Clause 12.4 is in the mold of the former, and accordingly only restricts the
scope of claims that can be brought under the force majeure clause of the contract. However, a claim under section
56 is distinct from a claim under the force
majeure
clause of the contract, and accordingly would not be restricted by the
limitation imposed under clause 12.4.
Thus, the
Court in Adani arguably misstated the
law when it found that the mere existence of a force majeure clause would prevent the parties from bringing an
alternative claim under section 56.
– Isha Jain


[1] Pollock and Mulla,
Indian Contract and Specific Relief Acts (13th edn., 2006).


[2] Davis
Contractors Ltd v Fareham Urban District Council, [1956] 2 All ER 145.

[3] Naihati Jute Mills Ltd. v.
Hyaliram Jagannath, 1968 (1) SCR 821.

[4] Pradgas
Mathuradas v. Jeewanlal, A.I.R. 1948 P.C. 217.

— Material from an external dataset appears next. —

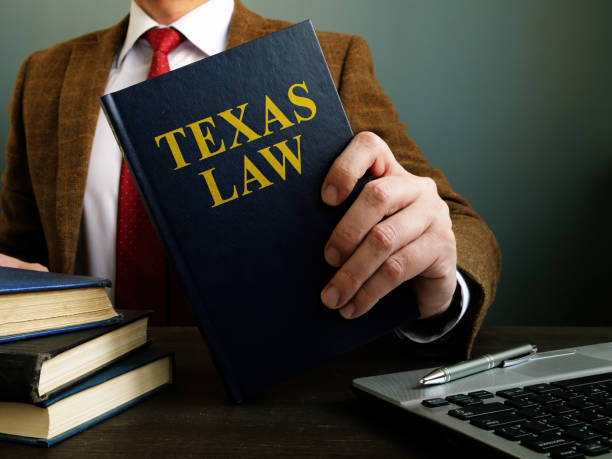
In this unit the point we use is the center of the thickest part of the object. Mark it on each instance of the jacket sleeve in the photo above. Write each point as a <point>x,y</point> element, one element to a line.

[5] C. Scott Pryor, Clear rules still produce fuzzy results:
impossiblity in Indian Contract Law
27 Arizona
Journal of International and Comparative Law
, 1, 10 (2010) .

[6] Satyabrata Ghose
v. Mugneeram Bangur & Co., 1954 SCR 310.

[7] Taylor vs.
Caldwell, (1861-73) All ER Rep 24.

[8] V.L. Narasu v.
P.S.V. Iyer, AIR 1953 Mad 300.

[9] Piarey Lal vs
Hori Lal, AIR 1977 SC 1226.

About the author

Umakanth Varottil

Umakanth Varottil is a Professor at the Faculty of Law, National University of Singapore. He specializes in corporate law and governance, mergers and acquisitions and cross-border investments. Prior to his foray into academia, Umakanth was a partner at a pre-eminent law firm in India.

4 comments

  • IMPROMPTU

    "…….the law on contractual impossibility in India….."

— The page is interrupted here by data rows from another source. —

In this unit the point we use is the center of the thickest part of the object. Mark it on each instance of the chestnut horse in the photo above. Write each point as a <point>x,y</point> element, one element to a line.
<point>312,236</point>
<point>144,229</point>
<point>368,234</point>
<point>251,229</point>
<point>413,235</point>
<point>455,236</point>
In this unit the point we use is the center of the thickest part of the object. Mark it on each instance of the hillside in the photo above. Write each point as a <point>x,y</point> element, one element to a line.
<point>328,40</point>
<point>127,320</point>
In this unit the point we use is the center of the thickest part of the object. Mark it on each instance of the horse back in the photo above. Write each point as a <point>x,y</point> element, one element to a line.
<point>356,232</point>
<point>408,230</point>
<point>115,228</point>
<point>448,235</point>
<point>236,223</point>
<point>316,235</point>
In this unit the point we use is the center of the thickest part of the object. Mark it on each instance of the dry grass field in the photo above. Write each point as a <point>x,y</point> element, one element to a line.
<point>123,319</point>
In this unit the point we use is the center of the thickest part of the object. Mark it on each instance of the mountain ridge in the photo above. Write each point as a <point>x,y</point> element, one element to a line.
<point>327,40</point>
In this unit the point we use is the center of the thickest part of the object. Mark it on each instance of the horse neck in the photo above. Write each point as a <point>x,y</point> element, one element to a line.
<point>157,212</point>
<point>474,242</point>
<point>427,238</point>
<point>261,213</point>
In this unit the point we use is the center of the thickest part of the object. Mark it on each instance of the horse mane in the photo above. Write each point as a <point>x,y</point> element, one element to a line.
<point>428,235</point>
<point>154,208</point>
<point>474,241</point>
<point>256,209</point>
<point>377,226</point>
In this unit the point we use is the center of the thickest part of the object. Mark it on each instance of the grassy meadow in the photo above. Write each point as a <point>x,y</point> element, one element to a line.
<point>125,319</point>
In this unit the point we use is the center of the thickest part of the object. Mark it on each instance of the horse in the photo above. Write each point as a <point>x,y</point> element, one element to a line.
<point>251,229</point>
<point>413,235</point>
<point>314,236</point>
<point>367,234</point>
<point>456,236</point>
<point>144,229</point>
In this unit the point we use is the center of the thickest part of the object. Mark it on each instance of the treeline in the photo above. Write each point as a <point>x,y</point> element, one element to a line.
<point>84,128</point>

    To put the proposition for discussion, in a better light : Obvious reference is to the unforeseen circumstances, – beyond the control of a contracting party, not envisaged at the point in time of entering into the contract, but arising subsequently, – rendering the performance of the obligation (s),well-nigh impossible, to infinity. True, with the trend in recent times of any change, material or otherwise,- more so retrospectively, – in the applicable and governing law or rules being made almost on a day-to-day basis, the sky is the limit for such clauses being invoked / summoned to rescue.
    It is in this context that it becomes imperative to specifically provide in every contract agreement that 'time is the essence of the contract'. So that, no such shelter or defense could be spuriously taken /put up as an after thought, in any instance of non-performance within the agreed time frame; by citing reason of any subsequent development, unforeseen or otherwise, such as change in law, or rules, or the like.

    In any event, ideally speaking, the subject matter/ proposition is not amenable to being discussed, with a purpose, either generally or relying on any case law; but calls for consideration, in a case-to-case basis, with varying facts and peculiar circumstances,open to be differentiated in each case.

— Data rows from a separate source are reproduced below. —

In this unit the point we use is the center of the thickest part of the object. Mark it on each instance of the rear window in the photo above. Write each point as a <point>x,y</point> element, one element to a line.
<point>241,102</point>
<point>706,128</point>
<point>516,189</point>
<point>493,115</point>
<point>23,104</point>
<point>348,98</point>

  • Rider: On the foregoing premise, the writer's concluding remark- , – "Thus, the Court in Adani arguably misstated the law when it found that the mere existence of a force majeure clause would prevent the parties from bringing an alternative claim under section 56."- may not be acceptable to have substance or merit.

  • Excellent Article. However, one question. I think the 'more forceful' argument that you propose is exactly what the SC had in mind. I am not able to find an alternative interpretation of the SC's observation. Is it possible to illustrate the conceptual distinction between the SC's observation, and the more forceful interpretation you propose? I think the interpretation you have put forward is the underlying basis of the SC's observation, and not its alternative.

  • Yes, I agree. What I was trying to say is that of all the analysis put forth by the Court to support its conclusion, that argument was the most forceful one.